With its streamlined approach to developing and delivering software applications, DevOps has dazzled the IT world.
Now, DataOps is poised to remake data analytics. It relies on similar cross-functional principles, delivering agile data-based projects through a mix of automation, orchestration, and closer collaboration between once-separate teams.
To gain a better understanding of DataOps — its goals and real-world applications — we spoke with Dr. Kirk Borne, principal data scientist and executive advisor at Booz Allen Hamilton.
Connected Futures: How do you explain DataOps to a CEO?
Kirk Borne: It’s the application of DevOps concepts to data analytics projects.
DevOps concepts are tightly associated with Agile, which involves using short narrative cycles to build something, test, and verify that it works. If not, you refine it incrementally so you don’t build the full battleship only to find that it doesn’t float.
With DataOps, let’s say you’re building a recommender engine. You don’t want to invest millions of dollars in it only to realize that the data is incorrect, so instead you build what’s called the minimum viable product. It’s a reasonable product with the least amount of effort and investment to make sure you’re on the right track.
What’s the primary goal? Cleaner data? More-relevant data?
Part of it is cleaner data — making sure that you actually collected the right data, put it in the right format, and did the right transformation. Data cleaning is the most time-consuming part of any project. If you’re spending 50 percent or more of the project time preparing data, you want to make sure you build the right system and are using the right data. You want to have the most recent and most-relevant data.
But DataOps is basically a time-to-market solution. You want to be as effective and efficient as possible, and that includes the data cleaning phase.
Give an example of a company applying DataOps successfully. Is this really more than just a buzzword?
Several years ago, I was consulting with a financial services company that managed assets for their customers. They were trying to predict when a customer was about to move their money to another financial institution. There was a lot of discussion about complex models that included things like whether the customer had a life change — lost a job, or had a baby.
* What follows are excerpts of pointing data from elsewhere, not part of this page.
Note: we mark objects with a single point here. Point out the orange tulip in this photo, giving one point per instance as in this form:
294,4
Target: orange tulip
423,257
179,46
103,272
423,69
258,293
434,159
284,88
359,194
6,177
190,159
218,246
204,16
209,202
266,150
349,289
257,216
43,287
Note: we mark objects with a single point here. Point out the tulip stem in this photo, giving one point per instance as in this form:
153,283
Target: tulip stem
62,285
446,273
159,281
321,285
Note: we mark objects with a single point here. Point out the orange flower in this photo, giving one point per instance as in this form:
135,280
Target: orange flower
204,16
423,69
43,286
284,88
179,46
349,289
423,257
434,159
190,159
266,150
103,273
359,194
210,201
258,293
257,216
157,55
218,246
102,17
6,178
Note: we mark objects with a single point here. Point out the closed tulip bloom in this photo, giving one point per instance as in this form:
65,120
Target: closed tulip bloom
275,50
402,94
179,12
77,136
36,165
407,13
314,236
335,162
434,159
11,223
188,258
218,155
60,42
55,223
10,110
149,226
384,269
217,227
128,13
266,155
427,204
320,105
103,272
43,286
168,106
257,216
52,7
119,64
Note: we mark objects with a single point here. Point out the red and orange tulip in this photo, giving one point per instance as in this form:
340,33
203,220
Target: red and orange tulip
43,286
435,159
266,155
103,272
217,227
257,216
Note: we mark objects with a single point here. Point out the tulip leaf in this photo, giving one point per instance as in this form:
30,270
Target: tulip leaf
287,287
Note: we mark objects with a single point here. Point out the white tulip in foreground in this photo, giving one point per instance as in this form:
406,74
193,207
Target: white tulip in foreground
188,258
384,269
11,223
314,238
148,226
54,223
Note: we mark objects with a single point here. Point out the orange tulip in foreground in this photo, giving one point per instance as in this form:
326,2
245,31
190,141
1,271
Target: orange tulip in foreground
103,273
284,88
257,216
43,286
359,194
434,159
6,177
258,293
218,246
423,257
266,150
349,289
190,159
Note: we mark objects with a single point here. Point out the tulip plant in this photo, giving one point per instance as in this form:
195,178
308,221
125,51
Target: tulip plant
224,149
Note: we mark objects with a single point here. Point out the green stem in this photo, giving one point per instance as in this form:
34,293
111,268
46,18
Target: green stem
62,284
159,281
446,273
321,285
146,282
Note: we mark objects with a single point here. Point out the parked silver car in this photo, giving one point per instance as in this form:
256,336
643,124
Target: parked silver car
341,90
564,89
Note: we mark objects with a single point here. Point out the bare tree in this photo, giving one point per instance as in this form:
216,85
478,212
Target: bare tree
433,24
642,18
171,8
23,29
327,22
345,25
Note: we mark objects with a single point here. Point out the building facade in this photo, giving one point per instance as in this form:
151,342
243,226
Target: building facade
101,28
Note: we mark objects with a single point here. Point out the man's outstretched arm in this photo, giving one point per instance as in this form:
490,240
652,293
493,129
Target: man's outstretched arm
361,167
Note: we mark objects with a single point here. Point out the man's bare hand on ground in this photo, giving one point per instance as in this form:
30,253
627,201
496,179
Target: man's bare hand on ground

We ended up doing a little test that was hugely successful: counting the number of times a person clicked into their account every month. Customers were likely to take their money out if they visited their online account more often than the average customer to check their balances and make comparisons. So if you see this signal in the data — an uptick in the number of web clicks on a particular account—then respond to the customer with soft customer care.
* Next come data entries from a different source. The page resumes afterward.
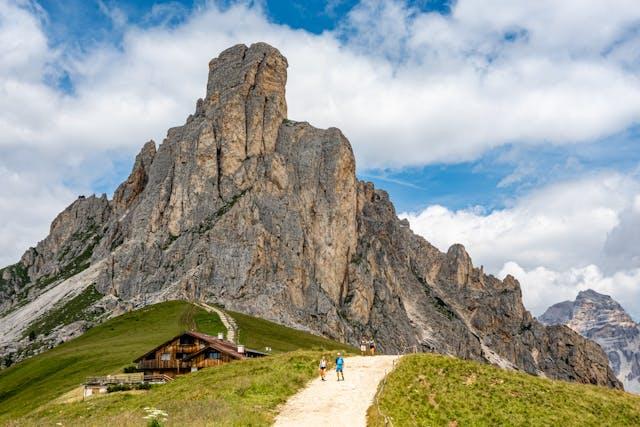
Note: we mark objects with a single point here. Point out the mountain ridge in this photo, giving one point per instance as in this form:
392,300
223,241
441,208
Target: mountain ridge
244,207
603,320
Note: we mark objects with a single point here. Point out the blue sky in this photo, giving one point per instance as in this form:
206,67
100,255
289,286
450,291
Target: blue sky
512,128
80,25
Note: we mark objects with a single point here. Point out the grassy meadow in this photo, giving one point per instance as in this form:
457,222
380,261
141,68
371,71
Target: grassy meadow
435,390
244,393
107,348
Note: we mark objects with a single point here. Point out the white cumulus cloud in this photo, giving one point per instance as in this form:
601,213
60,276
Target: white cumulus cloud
553,240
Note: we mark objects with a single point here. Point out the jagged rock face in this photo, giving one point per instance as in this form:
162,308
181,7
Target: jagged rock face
265,215
601,319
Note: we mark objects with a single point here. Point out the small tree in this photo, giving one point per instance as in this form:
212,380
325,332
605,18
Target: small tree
8,360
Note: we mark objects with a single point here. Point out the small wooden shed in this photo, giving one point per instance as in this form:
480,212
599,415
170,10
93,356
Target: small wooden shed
189,352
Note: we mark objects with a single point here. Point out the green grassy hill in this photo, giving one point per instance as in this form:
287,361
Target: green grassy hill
244,393
429,389
113,345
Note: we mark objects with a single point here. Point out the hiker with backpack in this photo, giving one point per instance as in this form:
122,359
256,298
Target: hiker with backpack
323,368
340,367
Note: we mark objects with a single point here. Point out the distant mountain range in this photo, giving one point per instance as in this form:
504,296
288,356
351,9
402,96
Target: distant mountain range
243,207
603,320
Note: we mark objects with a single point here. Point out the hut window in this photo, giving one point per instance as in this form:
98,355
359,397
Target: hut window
186,340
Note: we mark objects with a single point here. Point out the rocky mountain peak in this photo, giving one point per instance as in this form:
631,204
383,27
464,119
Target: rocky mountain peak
602,319
242,207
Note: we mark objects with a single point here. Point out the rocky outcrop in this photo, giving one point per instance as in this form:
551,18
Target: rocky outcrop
601,319
246,208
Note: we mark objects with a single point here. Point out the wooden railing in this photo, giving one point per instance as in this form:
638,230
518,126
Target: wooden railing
116,379
162,364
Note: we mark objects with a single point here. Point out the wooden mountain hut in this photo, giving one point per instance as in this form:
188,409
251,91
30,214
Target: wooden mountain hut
189,352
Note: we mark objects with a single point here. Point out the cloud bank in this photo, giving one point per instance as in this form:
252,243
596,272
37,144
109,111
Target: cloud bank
557,240
408,88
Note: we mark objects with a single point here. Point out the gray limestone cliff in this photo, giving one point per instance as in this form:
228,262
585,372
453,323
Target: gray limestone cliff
601,319
243,207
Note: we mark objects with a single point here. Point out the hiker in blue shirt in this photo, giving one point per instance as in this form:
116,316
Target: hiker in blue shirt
339,367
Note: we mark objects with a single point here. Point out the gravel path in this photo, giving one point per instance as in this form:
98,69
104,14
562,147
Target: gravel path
338,403
226,320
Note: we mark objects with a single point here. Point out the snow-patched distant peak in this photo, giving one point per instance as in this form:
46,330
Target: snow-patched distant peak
603,320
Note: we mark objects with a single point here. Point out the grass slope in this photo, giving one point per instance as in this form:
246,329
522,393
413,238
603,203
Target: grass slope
102,350
258,333
109,347
245,393
429,389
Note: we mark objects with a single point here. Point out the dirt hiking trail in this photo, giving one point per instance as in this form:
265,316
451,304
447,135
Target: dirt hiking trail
338,403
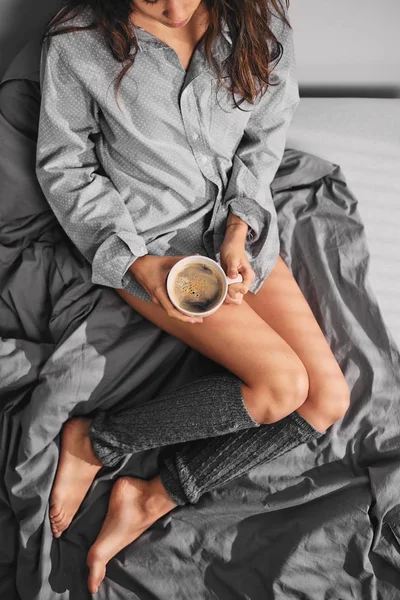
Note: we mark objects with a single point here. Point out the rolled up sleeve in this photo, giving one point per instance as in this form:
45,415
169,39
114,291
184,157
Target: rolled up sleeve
84,200
259,154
The idea turned out to be validated by this simple model — or minimal viable product. The analytics team got a million-dollar investment from the board of directors to test it, and after three months, they estimated that they had saved the business $1 billion [in account retention].
And it wouldn’t work unless the operations team could respond quickly to the signal. What kind of internal interactions or reorganization does this require?
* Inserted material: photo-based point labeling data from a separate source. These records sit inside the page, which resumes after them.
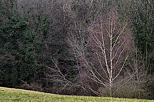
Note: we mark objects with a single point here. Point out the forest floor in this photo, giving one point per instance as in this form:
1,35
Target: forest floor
19,95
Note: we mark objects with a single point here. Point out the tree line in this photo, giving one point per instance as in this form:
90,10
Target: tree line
78,47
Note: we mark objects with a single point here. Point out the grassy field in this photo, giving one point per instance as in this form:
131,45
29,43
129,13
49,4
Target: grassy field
19,95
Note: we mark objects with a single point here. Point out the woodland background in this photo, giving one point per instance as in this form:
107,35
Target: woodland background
78,47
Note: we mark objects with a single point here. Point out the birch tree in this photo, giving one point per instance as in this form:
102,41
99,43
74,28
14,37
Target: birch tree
102,56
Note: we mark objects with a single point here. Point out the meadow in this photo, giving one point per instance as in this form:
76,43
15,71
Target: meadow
20,95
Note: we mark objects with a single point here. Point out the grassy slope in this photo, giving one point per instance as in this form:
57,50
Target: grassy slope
18,95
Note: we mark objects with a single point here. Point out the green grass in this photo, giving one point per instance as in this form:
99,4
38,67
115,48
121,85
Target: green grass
19,95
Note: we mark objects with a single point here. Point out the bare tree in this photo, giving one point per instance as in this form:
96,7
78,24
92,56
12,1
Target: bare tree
103,58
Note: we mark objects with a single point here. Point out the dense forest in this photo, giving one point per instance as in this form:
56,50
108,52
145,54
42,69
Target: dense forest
78,47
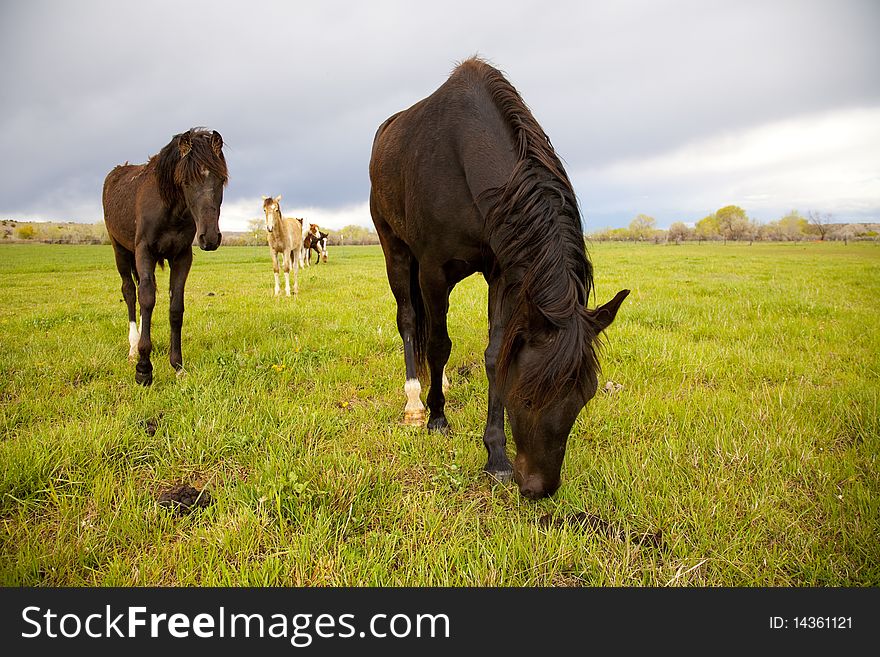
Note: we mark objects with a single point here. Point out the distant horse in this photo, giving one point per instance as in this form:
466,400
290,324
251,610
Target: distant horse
153,212
315,240
310,232
466,181
285,237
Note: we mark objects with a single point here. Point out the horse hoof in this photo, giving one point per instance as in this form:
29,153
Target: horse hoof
501,476
438,424
414,418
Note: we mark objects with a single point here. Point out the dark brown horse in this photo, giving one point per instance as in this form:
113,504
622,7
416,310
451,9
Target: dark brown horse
153,212
466,181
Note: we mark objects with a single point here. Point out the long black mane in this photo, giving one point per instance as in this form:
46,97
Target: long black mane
534,226
202,150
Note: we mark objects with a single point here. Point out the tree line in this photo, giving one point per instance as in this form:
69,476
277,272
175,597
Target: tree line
731,223
49,232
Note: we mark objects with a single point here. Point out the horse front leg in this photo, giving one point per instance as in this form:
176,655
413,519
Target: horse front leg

It’s about making sure there’s tight communication, collaboration, and integration between the data team and the operations team.
For example, while the data team is busily collecting and cleaning data, they need to be in contact with the operational people who are going to use this data, to ensure the data is correct. You don’t want to clean a data set that’s the incorrect data set, or build some kind of analytics tool that isn’t what operations team needs.
But it’s also important not to have too much communication. It’s not necessary for every small change to have to go through a change review board. When you get hung up on that analysis paralysis, you never get anything done.